Estas palabras de San Pablo en su carta a los Gálatas son de gran actualidad. En estos dos mil años de la Iglesia habido, hay y habrá quienes nos intentarán engañar (hch 20), «se introducirán entre vosotros lobos crueles que no perdonarán al rebaño y también de entre vosotros mismos se levantarán hombres que hablarán cosas perversas, para arrastrar a los discípulos detrás de sí». Por tanto, «vigilad» y «estad atentos y cuidad de toda la grey sobre la que el Espíritu Santo os ha puesto como obispos para que cuidéis de la iglesia de Dios, la cual compró él con su propia sangre».
La Iglesia ha enseñado, enseña y enseñará siempre lo mismo; pese a quien pese, y aunque haya quienes nos presenten supuestos nuevos caminos. Qué no os engañen, sólo hay un camino: Jesucristo en la Iglesia. Y la Iglesia enseña la Ley Divina, ley que la Misericordia nos ha dado para la salvación de nuestras almas: son los mandamientos de Dios y de la Iglesia. Estos son las leyes morales en las cuales debemos basar nuestra vida. Y no son una carga ni lo podrán ser nunca:
«mi yugo es suave y mi carga ligera» dice el Señor (Mt 11,30).
Y San Pablo lo enseña infaliblemente, como verdad revelada (1 Cor 10, 13): «Dios es fiel, quien no permitirá que seáis tentados sobre vuestras fuerzas; antes dispondrá con la tentación el éxito para que podáis resistirla».
Nadie dice que sea fácil, nadie dice que no haya dificultades, pero el Señor da la Gracia para vivir plenamente la Ley Divina y la Ley de la Iglesia. Por lo tanto, no es un ideal, algo inalcanzable. Es real y posible. Dios desea que todos los hombres se salven pero para ello es necesario una vida en Cristo y en la Iglesia, una vida de virtud e integridad, de santidad.
Por lo tanto, la Ley «es buena, con tal que se la tome como ley», y no ha sido instituida para los justos, sino para los prevaricadores y rebeldes, para los impíos e irreligiosos, para profanadores, y para los asesinos, adúlteros, homosexuales… Para estos está dirigida especialmente la Ley (1Tim 1). Porque Dios, que nos creó sin nuestra colaboración, no nos salva sin nuestra cooperación.

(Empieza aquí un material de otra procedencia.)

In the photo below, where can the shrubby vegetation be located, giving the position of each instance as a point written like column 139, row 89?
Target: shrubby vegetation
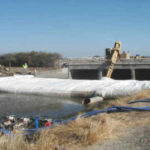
column 33, row 59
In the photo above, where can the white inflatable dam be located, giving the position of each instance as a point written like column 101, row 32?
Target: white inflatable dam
column 107, row 88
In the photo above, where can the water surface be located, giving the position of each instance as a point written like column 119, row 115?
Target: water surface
column 33, row 105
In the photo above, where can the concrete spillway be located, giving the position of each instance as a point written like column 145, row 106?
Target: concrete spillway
column 123, row 70
column 107, row 88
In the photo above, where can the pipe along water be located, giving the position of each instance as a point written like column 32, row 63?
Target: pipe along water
column 85, row 115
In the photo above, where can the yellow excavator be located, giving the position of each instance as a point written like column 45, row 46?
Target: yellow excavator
column 115, row 54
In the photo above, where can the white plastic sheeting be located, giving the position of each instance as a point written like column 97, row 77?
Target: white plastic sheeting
column 107, row 88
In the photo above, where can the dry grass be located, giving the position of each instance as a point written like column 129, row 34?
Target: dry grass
column 83, row 132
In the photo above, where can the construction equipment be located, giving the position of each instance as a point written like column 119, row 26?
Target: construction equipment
column 115, row 53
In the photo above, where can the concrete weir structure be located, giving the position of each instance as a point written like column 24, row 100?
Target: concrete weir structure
column 123, row 69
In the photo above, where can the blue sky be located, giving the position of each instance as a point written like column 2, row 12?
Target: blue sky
column 74, row 28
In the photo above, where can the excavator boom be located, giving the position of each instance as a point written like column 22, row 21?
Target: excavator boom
column 115, row 52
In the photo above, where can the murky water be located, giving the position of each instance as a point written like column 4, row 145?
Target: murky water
column 33, row 105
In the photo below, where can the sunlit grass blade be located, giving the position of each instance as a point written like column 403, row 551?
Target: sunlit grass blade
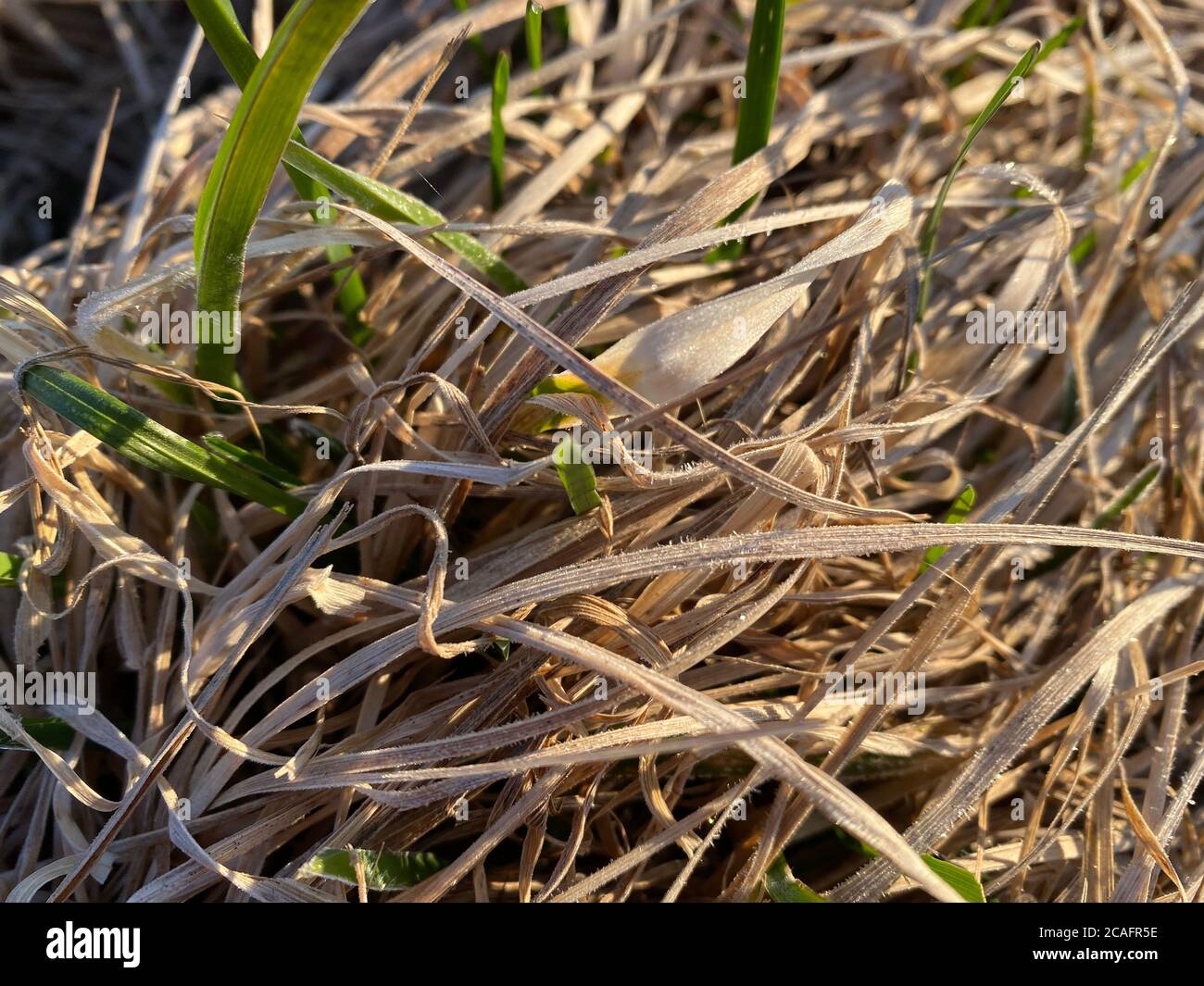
column 762, row 67
column 224, row 32
column 959, row 878
column 963, row 881
column 928, row 233
column 577, row 476
column 958, row 513
column 761, row 70
column 497, row 128
column 382, row 869
column 533, row 34
column 140, row 438
column 1060, row 39
column 784, row 888
column 395, row 206
column 249, row 460
column 1090, row 240
column 49, row 730
column 248, row 156
column 1110, row 514
column 10, row 568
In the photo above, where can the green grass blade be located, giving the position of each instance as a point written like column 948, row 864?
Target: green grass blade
column 382, row 870
column 224, row 32
column 533, row 34
column 245, row 161
column 497, row 128
column 49, row 730
column 249, row 460
column 761, row 70
column 10, row 568
column 959, row 878
column 784, row 888
column 1060, row 39
column 1086, row 245
column 958, row 513
column 928, row 233
column 394, row 206
column 140, row 438
column 762, row 67
column 576, row 476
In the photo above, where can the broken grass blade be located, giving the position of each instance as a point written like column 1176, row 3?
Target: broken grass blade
column 395, row 206
column 784, row 888
column 245, row 161
column 533, row 34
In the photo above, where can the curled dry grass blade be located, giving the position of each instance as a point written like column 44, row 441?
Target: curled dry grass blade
column 679, row 674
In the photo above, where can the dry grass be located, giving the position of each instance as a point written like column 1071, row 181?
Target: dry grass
column 631, row 705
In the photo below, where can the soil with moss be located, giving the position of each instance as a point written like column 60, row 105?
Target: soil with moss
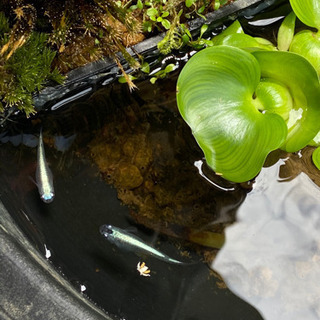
column 73, row 33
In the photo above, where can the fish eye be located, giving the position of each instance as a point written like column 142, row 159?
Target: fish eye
column 47, row 197
column 106, row 230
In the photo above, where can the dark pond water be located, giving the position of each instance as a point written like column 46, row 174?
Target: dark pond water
column 126, row 166
column 128, row 159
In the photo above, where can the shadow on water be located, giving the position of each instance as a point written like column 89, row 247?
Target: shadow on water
column 128, row 159
column 122, row 161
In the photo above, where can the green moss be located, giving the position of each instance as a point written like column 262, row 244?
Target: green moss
column 24, row 68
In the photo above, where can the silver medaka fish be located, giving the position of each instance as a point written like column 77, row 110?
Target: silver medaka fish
column 126, row 240
column 44, row 179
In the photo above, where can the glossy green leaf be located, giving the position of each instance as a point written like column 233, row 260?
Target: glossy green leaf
column 215, row 96
column 241, row 105
column 316, row 157
column 235, row 27
column 307, row 44
column 286, row 32
column 308, row 11
column 297, row 74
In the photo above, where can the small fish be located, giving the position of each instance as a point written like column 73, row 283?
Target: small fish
column 126, row 240
column 44, row 179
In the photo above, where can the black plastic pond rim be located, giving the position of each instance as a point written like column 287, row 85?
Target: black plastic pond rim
column 30, row 287
column 81, row 81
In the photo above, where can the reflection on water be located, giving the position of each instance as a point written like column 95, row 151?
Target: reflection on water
column 125, row 159
column 272, row 253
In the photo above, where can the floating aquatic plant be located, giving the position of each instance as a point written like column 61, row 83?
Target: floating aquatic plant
column 241, row 105
column 305, row 42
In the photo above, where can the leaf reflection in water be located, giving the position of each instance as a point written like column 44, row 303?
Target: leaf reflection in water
column 272, row 254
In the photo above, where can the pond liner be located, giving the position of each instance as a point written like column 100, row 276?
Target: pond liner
column 83, row 80
column 31, row 288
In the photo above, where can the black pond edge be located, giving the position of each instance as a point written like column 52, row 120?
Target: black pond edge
column 83, row 80
column 30, row 287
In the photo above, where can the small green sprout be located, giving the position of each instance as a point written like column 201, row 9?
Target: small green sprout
column 162, row 73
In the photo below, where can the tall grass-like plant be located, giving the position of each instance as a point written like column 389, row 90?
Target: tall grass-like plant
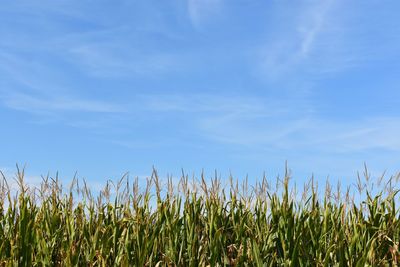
column 199, row 223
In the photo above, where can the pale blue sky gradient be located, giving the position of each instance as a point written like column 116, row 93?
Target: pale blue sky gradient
column 105, row 87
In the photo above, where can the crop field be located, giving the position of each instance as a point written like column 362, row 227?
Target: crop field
column 199, row 222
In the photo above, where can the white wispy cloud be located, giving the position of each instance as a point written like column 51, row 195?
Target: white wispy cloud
column 36, row 104
column 200, row 10
column 293, row 48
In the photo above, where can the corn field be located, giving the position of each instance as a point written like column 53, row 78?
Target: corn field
column 199, row 222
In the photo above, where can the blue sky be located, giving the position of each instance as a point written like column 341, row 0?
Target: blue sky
column 105, row 87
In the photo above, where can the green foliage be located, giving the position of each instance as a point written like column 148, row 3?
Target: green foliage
column 196, row 224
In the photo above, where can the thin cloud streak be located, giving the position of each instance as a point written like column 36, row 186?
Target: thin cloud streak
column 35, row 104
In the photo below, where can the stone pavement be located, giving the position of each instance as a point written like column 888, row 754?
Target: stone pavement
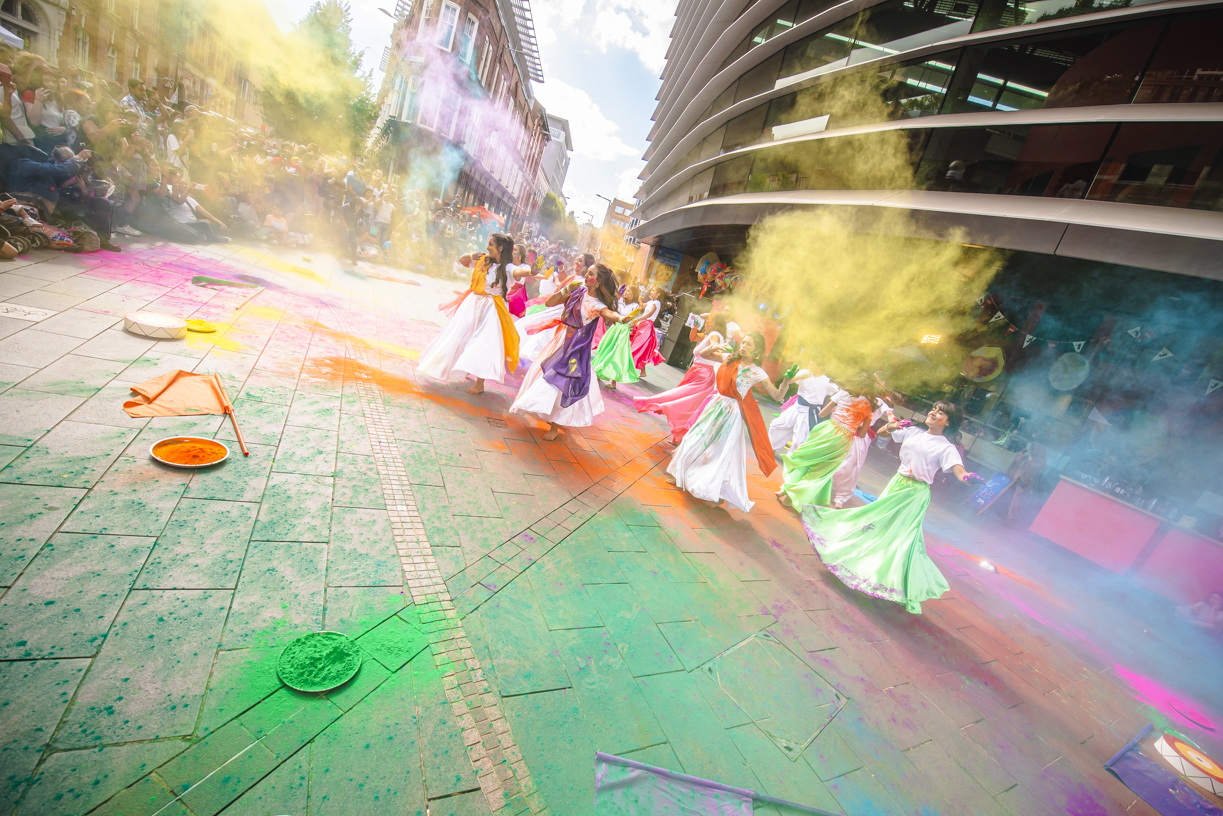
column 519, row 603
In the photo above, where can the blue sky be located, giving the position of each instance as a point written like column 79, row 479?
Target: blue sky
column 601, row 63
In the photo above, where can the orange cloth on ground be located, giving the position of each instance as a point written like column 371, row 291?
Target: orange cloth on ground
column 756, row 431
column 509, row 332
column 176, row 393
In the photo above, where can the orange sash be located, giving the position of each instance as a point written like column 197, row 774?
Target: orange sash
column 725, row 383
column 509, row 333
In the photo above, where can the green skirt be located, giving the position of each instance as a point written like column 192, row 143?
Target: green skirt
column 613, row 359
column 809, row 470
column 879, row 548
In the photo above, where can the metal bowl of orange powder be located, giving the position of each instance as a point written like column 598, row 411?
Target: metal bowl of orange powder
column 188, row 452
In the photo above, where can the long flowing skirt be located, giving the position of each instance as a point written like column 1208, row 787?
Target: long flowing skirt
column 539, row 396
column 790, row 427
column 809, row 470
column 711, row 463
column 530, row 345
column 643, row 341
column 680, row 404
column 613, row 360
column 470, row 344
column 845, row 478
column 879, row 548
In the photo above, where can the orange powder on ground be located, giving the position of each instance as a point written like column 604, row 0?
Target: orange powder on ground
column 190, row 453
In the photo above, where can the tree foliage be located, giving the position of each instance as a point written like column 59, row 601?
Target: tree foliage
column 314, row 91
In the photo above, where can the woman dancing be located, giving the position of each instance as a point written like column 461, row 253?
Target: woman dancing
column 800, row 414
column 516, row 299
column 845, row 478
column 809, row 470
column 558, row 384
column 480, row 339
column 680, row 404
column 711, row 463
column 879, row 548
column 645, row 339
column 613, row 360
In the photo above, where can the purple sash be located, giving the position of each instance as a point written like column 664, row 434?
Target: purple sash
column 569, row 368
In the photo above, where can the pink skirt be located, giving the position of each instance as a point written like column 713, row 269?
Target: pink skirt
column 516, row 300
column 643, row 341
column 680, row 404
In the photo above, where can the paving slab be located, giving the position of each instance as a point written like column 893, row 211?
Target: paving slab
column 135, row 498
column 73, row 454
column 202, row 546
column 64, row 602
column 28, row 516
column 33, row 697
column 163, row 644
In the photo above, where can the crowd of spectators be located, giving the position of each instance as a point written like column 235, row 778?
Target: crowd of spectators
column 83, row 158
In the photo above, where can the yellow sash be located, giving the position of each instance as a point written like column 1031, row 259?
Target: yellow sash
column 509, row 333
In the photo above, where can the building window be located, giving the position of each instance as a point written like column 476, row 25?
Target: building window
column 22, row 20
column 447, row 23
column 467, row 39
column 82, row 47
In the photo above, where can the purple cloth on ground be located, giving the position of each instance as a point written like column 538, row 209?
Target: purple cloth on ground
column 1157, row 786
column 569, row 368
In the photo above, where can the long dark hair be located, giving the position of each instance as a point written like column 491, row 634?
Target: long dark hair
column 504, row 245
column 604, row 285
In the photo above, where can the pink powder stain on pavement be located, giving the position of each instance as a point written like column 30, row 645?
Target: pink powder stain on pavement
column 1184, row 712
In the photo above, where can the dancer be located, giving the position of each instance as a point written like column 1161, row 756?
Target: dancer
column 800, row 414
column 519, row 270
column 845, row 478
column 680, row 404
column 809, row 470
column 879, row 548
column 558, row 385
column 613, row 357
column 480, row 339
column 711, row 463
column 645, row 338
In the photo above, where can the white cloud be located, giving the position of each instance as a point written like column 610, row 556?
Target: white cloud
column 594, row 135
column 640, row 26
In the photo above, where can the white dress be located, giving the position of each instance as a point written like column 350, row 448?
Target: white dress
column 845, row 478
column 471, row 343
column 711, row 463
column 541, row 398
column 794, row 422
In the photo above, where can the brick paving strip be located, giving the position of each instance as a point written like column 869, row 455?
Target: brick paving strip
column 503, row 775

Dios, Misericordia, sólo se compadece de quien gime por sus pecados con el llanto del arrepentimiento y de la penitencia, siempre que esté dispuesto a enmendar su vida de pecado. Para él, Dios siempre está presto a sanarle. Pero los que viven obstinados en el pecado no pueden recibir la misericordia y perdón de Dios. Él no puede compadecerse de ellos, tal como insiste San Alfonso María de Ligorio en su sermón Sobre el número de pecadores. Estos que insisten en vivir así, no sólo ofenden sino que incluso irritan a Dios, tal como nos dice San Juan Crisóstomo en su Homilía 14 sobre el Evangelio de San Mateo.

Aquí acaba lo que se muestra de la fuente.